Ante aquel tribunal, y ante aquel auditorio, ninguna necesidad había de
explicar cómo poseía Defarge aquel terrible documento que acababa de
hacerse público, cómo no lo había tampoco de hacer saber que el nombre
de aquella familia odiada figuraba desde largo tiempo antes en los
formidables registros de San Antonio. No había nacido el hombre capaz
de defender al mortal sobre quien pesase tan grave denuncia.
Venía a agravar hasta lo infinito la situación del condenado la
circunstancia de que su delator fuera un ciudadano conocidísimo y muy
respetable, su amigo del alma, nada menos que el padre de su mujer. Una
de las aspiraciones más corrientes en el populacho era la de imitar
las virtudes públicas de la antigüedad, sacrificarse por la causa del
pueblo, inmolar los efectos más tiernos en aras de la República. He
aquí por qué, cuando el Presidente dijo que el buen médico republicano
no vacilaba en dejar viuda a su hija y huérfano a su nieto, a trueque
de exterminar una familia de perniciosos aristócratas, las turbas
dieron rienda suelta a un fervor patriótico salvaje, sin que en ningún
pecho vibrasen las cuerdas de la simpatía humana.
--¿Conque le has rodeado de influencias poderosas, eh, doctor?--murmuró
la señora Defarge, mirando, sonriendo, a La Venganza--¡Sálvale, doctor,
sálvale ahora, si puedes!
Los jurados se expresaron por medio de rugidos. Cada voto emitido fué
un rugido, la sentencia, una sucesión de rugidos.
Poco se hizo esperar el fallo. Carlos Evrémonde, por otro nombre
Darnay, aristócrata de corazón y de sangre, enemigo de la República y
feroz opresor del pueblo, volvería a la Conserjería para ser decapitado
a las veinticuatro horas.
XI
SOMBRAS
La feroz sentencia que condenaba a la última pena a un inocente fué
para la esposa sin ventura agudo puñal que traspasó su tierno corazón.
No exhaló, sin embargo, la infeliz un quejido; en el fondo de su alma
se alzó una voz potente que la marcó el camino de su deber, diciéndola
que su obligación era sostener a su esposo adorado en vez de acrecentar
con las suyas sus agonías, y ante el conjuro de aquella voz, la joven
se irguió arrogante, sobreponiéndose a los efectos del tremendo golpe
recibido.
Los jueces levantaron la sesión para tomar parte en la bulliciosa
manifestación pública que no podía menos de tener lugar después del
incidente de la vista, y muy en breve, abiertas todas las puertas de
la Sala de Justicia, salía el público, indiferente al dolor de Lucía,
que tendía sus brazos anhelantes hacia la plataforma donde quedaba su
marido.
--¡Si me fuera dado llegar hasta él, Dios mío! ¡Si pudiera darle un
abrazo, uno solo! ¡Oh ciudadanos! ¡Buscad en vuestros pechos un resto
de piedad y acceded a una súplica que os hago de rodillas!

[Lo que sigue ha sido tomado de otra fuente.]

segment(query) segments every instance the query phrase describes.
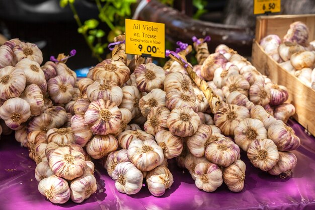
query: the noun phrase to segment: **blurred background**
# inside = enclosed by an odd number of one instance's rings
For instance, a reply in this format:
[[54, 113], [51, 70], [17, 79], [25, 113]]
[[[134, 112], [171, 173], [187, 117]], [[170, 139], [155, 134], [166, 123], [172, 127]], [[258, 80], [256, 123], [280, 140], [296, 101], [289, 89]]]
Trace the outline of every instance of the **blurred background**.
[[[314, 0], [281, 3], [273, 15], [315, 13]], [[35, 43], [44, 61], [75, 49], [69, 66], [91, 66], [108, 56], [108, 44], [133, 17], [165, 23], [166, 49], [209, 35], [210, 52], [224, 43], [250, 56], [256, 16], [253, 0], [0, 0], [0, 45], [14, 38]]]

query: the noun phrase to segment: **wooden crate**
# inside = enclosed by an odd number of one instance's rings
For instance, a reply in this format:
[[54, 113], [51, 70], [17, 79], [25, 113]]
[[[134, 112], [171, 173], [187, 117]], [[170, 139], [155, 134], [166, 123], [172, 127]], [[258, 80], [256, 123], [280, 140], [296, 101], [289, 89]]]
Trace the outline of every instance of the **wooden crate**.
[[262, 38], [269, 34], [276, 34], [282, 39], [290, 24], [295, 21], [302, 21], [307, 26], [309, 29], [309, 41], [315, 39], [315, 15], [258, 17], [252, 63], [272, 82], [287, 88], [288, 102], [294, 105], [296, 110], [293, 117], [315, 136], [315, 90], [281, 67], [265, 53], [259, 43]]

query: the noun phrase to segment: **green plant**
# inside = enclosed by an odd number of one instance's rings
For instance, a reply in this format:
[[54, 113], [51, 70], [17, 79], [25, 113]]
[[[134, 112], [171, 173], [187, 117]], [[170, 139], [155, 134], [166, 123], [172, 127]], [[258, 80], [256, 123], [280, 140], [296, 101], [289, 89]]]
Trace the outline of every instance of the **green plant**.
[[130, 18], [130, 6], [135, 3], [136, 0], [95, 0], [100, 21], [105, 23], [110, 29], [106, 40], [103, 38], [106, 33], [100, 28], [99, 20], [92, 19], [82, 23], [74, 7], [74, 2], [75, 0], [60, 0], [59, 4], [62, 8], [69, 5], [78, 27], [77, 32], [83, 35], [92, 55], [101, 61], [108, 42], [112, 42], [114, 37], [125, 32], [125, 19]]

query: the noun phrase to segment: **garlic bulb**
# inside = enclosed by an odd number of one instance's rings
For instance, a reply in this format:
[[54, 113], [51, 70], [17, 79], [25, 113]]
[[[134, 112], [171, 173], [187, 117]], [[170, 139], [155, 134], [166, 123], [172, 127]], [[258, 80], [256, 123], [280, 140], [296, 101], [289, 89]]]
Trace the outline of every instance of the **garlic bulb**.
[[35, 179], [37, 181], [54, 175], [48, 162], [41, 162], [35, 168]]
[[112, 135], [95, 135], [87, 145], [88, 154], [95, 159], [100, 159], [118, 148], [118, 142]]
[[86, 173], [71, 181], [70, 197], [72, 201], [80, 203], [95, 193], [97, 189], [96, 179], [92, 174]]
[[38, 191], [54, 203], [64, 203], [70, 198], [70, 189], [66, 180], [55, 175], [42, 179]]
[[94, 80], [105, 79], [121, 87], [129, 80], [130, 71], [123, 62], [107, 59], [96, 65], [92, 74]]
[[243, 189], [246, 170], [246, 165], [240, 160], [237, 160], [229, 166], [223, 168], [223, 181], [228, 189], [234, 192]]
[[226, 167], [238, 159], [240, 148], [231, 141], [224, 138], [210, 143], [205, 155], [211, 162]]
[[228, 104], [235, 104], [245, 106], [249, 110], [250, 110], [255, 106], [246, 95], [242, 94], [239, 91], [233, 91], [228, 94], [225, 102]]
[[139, 107], [141, 113], [146, 117], [150, 110], [155, 106], [165, 106], [166, 93], [161, 89], [153, 89], [139, 101]]
[[104, 168], [107, 169], [107, 173], [111, 177], [113, 177], [113, 172], [116, 166], [119, 163], [130, 162], [127, 156], [127, 150], [121, 150], [118, 151], [112, 152], [108, 155], [106, 159]]
[[84, 118], [94, 133], [106, 135], [119, 129], [121, 112], [111, 101], [99, 99], [89, 105]]
[[172, 134], [181, 137], [193, 135], [197, 131], [200, 122], [200, 118], [198, 114], [189, 107], [173, 109], [167, 120]]
[[17, 62], [23, 58], [36, 61], [40, 65], [43, 62], [43, 53], [35, 44], [21, 42], [12, 49]]
[[257, 138], [267, 138], [267, 130], [259, 120], [244, 119], [234, 130], [235, 143], [245, 152], [252, 142]]
[[133, 139], [140, 139], [141, 141], [151, 139], [154, 141], [154, 138], [153, 135], [140, 129], [125, 130], [119, 134], [118, 137], [119, 147], [124, 149], [127, 149], [130, 143]]
[[86, 166], [83, 154], [69, 147], [55, 150], [49, 156], [49, 163], [54, 174], [68, 180], [82, 176]]
[[140, 113], [139, 108], [139, 100], [141, 98], [141, 94], [136, 87], [123, 87], [122, 102], [119, 108], [125, 108], [131, 112], [132, 118]]
[[128, 158], [139, 170], [150, 171], [164, 160], [163, 150], [153, 140], [133, 140], [127, 152]]
[[281, 120], [276, 120], [268, 130], [268, 138], [272, 140], [280, 151], [291, 151], [296, 149], [301, 142], [295, 135], [294, 130]]
[[153, 195], [160, 197], [174, 183], [173, 175], [165, 166], [160, 166], [147, 172], [145, 177], [149, 191]]
[[227, 78], [222, 91], [225, 97], [233, 91], [239, 91], [246, 96], [248, 96], [250, 84], [241, 75], [234, 75]]
[[155, 135], [160, 130], [168, 129], [167, 120], [170, 113], [170, 110], [164, 106], [156, 106], [151, 108], [147, 115], [147, 120], [143, 125], [144, 130]]
[[6, 66], [0, 71], [0, 98], [7, 100], [20, 96], [25, 88], [26, 79], [23, 69]]
[[276, 120], [264, 109], [264, 107], [260, 105], [256, 105], [251, 109], [251, 118], [259, 119], [263, 122], [265, 128], [267, 129]]
[[205, 157], [197, 158], [194, 156], [192, 154], [189, 153], [185, 158], [184, 165], [185, 167], [188, 170], [189, 173], [191, 175], [191, 177], [194, 180], [196, 180], [196, 174], [195, 174], [195, 168], [196, 166], [200, 163], [205, 163], [206, 164], [210, 163]]
[[212, 163], [200, 163], [195, 168], [197, 187], [206, 192], [213, 192], [223, 183], [222, 171]]
[[118, 191], [128, 195], [136, 194], [142, 186], [142, 172], [130, 162], [118, 163], [113, 172], [113, 179]]
[[164, 91], [168, 92], [173, 89], [193, 92], [189, 77], [180, 72], [168, 74], [164, 81]]
[[155, 140], [163, 150], [164, 157], [171, 159], [179, 156], [183, 151], [182, 139], [168, 130], [161, 130], [155, 134]]
[[110, 100], [119, 106], [122, 101], [122, 90], [113, 81], [100, 79], [87, 89], [87, 96], [91, 102], [98, 99]]
[[289, 117], [295, 113], [295, 107], [291, 104], [284, 103], [275, 108], [274, 117], [286, 123]]
[[292, 170], [296, 165], [297, 161], [296, 156], [293, 153], [290, 152], [279, 151], [279, 161], [275, 166], [268, 171], [268, 173], [275, 176], [284, 173], [285, 174], [284, 177], [285, 178], [290, 175]]
[[153, 63], [138, 65], [134, 69], [134, 75], [138, 89], [141, 92], [148, 93], [154, 88], [163, 88], [165, 72]]
[[315, 63], [315, 53], [307, 51], [296, 52], [292, 55], [290, 61], [292, 65], [298, 70], [311, 68]]
[[215, 69], [228, 61], [224, 55], [219, 52], [210, 54], [202, 64], [201, 76], [207, 81], [212, 80]]
[[223, 134], [234, 134], [234, 130], [240, 122], [250, 117], [250, 112], [245, 107], [225, 104], [214, 114], [214, 124]]
[[6, 101], [0, 107], [0, 117], [10, 128], [18, 129], [21, 124], [31, 116], [30, 104], [20, 98]]
[[257, 138], [252, 142], [247, 150], [247, 157], [256, 168], [267, 171], [277, 164], [279, 153], [277, 146], [268, 138]]
[[28, 86], [20, 97], [30, 104], [32, 115], [39, 115], [44, 111], [45, 103], [43, 95], [41, 90], [37, 85], [32, 84]]
[[283, 41], [306, 45], [309, 33], [308, 28], [305, 24], [300, 21], [296, 21], [290, 24], [290, 28], [284, 35]]
[[54, 102], [66, 104], [71, 101], [74, 91], [68, 78], [63, 76], [55, 77], [50, 79], [47, 85], [48, 93]]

No quedaban allí más personas que un carcelero con dos de los cuatro
individuos que el día anterior fueron a prender a Carlos, y Barsad. El
público corría ya bullicioso por las calles.
--Dejemos que le dé un abrazo--propuso Barsad a sus compañeros;--es
cuestión de un momento.
Aquellas fieras se ablandaron. Lucía pudo llegar hasta el pie de la
plataforma, y su marido, inclinándose sobre la barandilla, la estrechó
entre sus brazos.
--¡Adiós, dulce alma mía!--dijo.--Abandono este mundo bendiciendo los
amores que en él dejo. En la mansión donde duermen los odios y las
pasiones humanas volveremos a encontrarnos.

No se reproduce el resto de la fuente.